Rare Disease Day 2026 | More Than You Can Imagine
On 28 February 2026, the global community once again comes together to mark Rare Disease Day — a worldwide movement dedicated to raising awareness, advancing equity, and strengthening the voice of the more than 300 million people living with rare diseases across the globe.
This year’s theme, “More Than You Can Imagine,” reminds us that rare diseases are far more common, complex, and impactful than many realise. While each individual condition may affect a small number of people, collectively rare diseases represent one of the most significant yet under-recognised public health challenges worldwide.
At the Thalassaemia International Federation (TIF), we stand in solidarity with every individual, family, healthcare professional, and patient organisation working to ensure that rare diseases are seen, understood, and prioritised.
In parallel, TIF actively contributes to advancing rare disease research and policy at both European and global levels. Through its role in the European Rare Diseases Research Alliance (ERDERA), where it leads the National Mirror Group for Cyprus, and through its engagement in the Rare Anaemias International Network (RAIN), TIF supports collaboration, knowledge exchange, and progress in the field of rare diseases and rare anaemias.

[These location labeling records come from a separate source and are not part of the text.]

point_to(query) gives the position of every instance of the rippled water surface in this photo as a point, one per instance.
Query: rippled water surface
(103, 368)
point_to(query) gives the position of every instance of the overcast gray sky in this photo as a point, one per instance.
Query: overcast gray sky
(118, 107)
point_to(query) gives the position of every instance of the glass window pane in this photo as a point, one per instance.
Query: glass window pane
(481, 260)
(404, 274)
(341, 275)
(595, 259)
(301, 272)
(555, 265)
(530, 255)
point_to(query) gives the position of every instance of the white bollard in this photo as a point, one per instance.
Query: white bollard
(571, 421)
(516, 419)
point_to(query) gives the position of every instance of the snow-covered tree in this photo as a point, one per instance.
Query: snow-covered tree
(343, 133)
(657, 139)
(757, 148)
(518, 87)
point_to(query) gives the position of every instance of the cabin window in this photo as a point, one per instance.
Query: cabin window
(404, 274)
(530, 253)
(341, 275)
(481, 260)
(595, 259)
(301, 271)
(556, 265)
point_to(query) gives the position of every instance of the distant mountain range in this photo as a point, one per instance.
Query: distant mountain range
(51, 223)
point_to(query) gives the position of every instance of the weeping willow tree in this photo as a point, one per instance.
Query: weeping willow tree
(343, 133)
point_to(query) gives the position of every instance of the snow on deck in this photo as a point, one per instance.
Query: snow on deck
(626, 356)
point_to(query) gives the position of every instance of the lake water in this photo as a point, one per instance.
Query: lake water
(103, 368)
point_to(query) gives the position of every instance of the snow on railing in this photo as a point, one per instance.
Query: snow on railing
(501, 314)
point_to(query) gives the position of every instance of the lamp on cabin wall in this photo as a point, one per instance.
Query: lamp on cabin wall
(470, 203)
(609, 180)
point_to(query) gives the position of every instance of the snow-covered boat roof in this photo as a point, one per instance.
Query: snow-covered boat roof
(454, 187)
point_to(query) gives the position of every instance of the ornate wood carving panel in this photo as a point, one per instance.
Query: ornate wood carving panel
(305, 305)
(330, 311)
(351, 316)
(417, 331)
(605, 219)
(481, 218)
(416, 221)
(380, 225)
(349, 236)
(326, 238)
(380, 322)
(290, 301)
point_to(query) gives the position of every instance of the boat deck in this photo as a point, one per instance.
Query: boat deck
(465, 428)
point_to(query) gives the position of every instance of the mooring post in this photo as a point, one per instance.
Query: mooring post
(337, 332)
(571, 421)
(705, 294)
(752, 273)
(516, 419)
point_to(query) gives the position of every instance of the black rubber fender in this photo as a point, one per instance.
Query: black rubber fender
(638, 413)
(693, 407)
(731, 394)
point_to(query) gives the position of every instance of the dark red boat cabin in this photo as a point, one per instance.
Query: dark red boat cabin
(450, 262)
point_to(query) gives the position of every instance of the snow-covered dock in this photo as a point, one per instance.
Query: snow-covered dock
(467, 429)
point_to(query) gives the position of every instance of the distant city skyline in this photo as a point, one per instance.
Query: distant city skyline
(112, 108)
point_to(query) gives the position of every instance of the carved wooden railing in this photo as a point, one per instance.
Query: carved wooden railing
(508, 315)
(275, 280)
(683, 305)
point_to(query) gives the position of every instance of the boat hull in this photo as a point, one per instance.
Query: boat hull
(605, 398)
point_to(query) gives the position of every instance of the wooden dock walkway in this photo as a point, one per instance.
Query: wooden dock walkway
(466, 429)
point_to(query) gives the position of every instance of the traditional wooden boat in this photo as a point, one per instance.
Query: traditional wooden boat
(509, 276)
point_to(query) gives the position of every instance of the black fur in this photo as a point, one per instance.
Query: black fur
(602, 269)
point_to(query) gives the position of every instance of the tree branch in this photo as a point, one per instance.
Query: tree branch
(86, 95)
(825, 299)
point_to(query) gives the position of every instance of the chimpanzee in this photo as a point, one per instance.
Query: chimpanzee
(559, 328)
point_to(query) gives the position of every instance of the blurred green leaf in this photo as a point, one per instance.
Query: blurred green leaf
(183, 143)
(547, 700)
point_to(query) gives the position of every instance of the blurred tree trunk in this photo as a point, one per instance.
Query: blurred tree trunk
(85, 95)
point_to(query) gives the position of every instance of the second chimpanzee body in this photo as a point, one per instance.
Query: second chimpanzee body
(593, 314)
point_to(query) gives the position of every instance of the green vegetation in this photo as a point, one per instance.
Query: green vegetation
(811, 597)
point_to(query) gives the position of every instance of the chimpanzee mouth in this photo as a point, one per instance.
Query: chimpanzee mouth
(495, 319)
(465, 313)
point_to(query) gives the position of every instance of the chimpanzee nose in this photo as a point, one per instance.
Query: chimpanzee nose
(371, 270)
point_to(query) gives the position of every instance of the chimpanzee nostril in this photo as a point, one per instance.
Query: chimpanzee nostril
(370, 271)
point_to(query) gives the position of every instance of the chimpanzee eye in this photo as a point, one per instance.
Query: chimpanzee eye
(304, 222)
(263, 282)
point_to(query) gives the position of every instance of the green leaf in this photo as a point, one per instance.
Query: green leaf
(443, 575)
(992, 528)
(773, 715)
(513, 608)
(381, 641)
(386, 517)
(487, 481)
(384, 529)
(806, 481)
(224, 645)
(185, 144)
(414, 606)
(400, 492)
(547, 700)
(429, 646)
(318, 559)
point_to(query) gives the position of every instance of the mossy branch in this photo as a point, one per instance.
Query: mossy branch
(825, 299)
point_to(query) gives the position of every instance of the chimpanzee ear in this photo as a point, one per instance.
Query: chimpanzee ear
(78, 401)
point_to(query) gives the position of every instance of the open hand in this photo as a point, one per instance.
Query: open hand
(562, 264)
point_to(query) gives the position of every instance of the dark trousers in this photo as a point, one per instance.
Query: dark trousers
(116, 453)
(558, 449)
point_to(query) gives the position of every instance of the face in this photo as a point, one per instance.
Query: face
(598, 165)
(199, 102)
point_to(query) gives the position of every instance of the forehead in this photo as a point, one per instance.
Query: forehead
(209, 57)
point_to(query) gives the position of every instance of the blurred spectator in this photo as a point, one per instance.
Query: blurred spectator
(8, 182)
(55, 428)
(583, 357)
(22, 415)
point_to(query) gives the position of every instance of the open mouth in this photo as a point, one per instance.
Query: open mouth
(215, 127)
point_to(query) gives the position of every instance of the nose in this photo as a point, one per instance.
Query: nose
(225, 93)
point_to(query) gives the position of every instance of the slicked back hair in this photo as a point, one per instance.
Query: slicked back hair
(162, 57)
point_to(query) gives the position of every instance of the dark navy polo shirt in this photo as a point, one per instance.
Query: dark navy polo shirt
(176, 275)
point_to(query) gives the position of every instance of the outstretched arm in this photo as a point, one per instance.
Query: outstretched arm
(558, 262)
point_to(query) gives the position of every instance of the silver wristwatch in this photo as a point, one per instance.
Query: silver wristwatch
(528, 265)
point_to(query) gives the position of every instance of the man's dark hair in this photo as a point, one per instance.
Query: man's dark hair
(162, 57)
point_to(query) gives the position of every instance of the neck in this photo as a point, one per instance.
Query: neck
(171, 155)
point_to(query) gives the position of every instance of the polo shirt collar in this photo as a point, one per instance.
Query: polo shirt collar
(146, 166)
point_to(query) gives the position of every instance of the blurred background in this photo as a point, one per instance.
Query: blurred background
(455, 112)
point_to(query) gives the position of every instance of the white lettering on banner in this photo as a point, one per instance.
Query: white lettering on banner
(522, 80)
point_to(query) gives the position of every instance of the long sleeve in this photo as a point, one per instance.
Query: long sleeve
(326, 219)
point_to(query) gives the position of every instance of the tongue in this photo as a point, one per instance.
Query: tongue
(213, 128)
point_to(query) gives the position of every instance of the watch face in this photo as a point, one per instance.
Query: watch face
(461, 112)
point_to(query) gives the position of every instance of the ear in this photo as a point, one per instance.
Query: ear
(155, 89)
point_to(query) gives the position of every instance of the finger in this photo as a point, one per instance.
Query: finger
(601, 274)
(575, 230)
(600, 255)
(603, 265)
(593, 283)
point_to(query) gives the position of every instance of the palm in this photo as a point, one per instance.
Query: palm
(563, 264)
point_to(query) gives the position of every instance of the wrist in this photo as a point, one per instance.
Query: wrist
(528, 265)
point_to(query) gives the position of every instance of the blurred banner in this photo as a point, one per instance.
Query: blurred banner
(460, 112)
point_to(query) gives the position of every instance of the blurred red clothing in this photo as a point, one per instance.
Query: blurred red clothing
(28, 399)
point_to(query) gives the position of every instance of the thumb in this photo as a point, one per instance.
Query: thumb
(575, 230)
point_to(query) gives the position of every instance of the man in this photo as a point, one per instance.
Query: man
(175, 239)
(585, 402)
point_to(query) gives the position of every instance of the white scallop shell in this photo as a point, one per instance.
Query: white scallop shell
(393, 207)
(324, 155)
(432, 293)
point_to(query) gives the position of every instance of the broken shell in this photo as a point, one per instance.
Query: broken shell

The Global Reality of Rare Diseases
There are currently over 6,000 identified rare diseases, and new conditions continue to be described each year. Collectively, rare diseases affect approximately 1 in 20 people worldwide — a figure that translates into more than 300 million individuals globally.
Yet despite these numbers, the rare disease community continues to face profound challenges. Many patients experience years of uncertainty before receiving an accurate diagnosis. Limited awareness among healthcare systems often leads to delayed referrals, fragmented care, and unequal access to specialised services. In many parts of the world, treatment options remain scarce or inaccessible.
Beyond the medical realities, rare diseases affect education, employment opportunities, mental health, family stability, and social inclusion. For many, the journey is not only clinical, but it is also deeply personal.
Thalassaemia and Rare Diseases: The Importance of Early Diagnosis
Thalassaemia and other haemoglobin disorders are recognised as rare diseases in many regions of the world. Significant progress has been made over recent decades, transforming thalassaemia from a fatal childhood condition into a manageable chronic disease when appropriate care is accessible.
However, disparities remain. 
Early and accurate diagnosis is one of the most decisive factors influencing long-term outcomes. Timely identification allows for appropriate monitoring, safe transfusion management, iron chelation therapy, and coordinated multidisciplinary care. Conversely, delayed diagnosis can lead to preventable complications affecting the heart, liver, endocrine system, and overall quality of life.
Rare Disease Day offers an important opportunity to highlight the life-saving value of early detection, newborn screening, genetic counselling, and specialised referral networks.
Turning Visibility into Action
This Rare Disease Day, we invite our member associations, partners, healthcare professionals, policymakers, and supporters worldwide to engage actively with the campaign.
🔸Share the message.
🔸Highlight the importance of early diagnosis.
🔸Advocate for stronger national rare disease strategies.
🔸Amplify patient stories.
Small actions contribute to global momentum!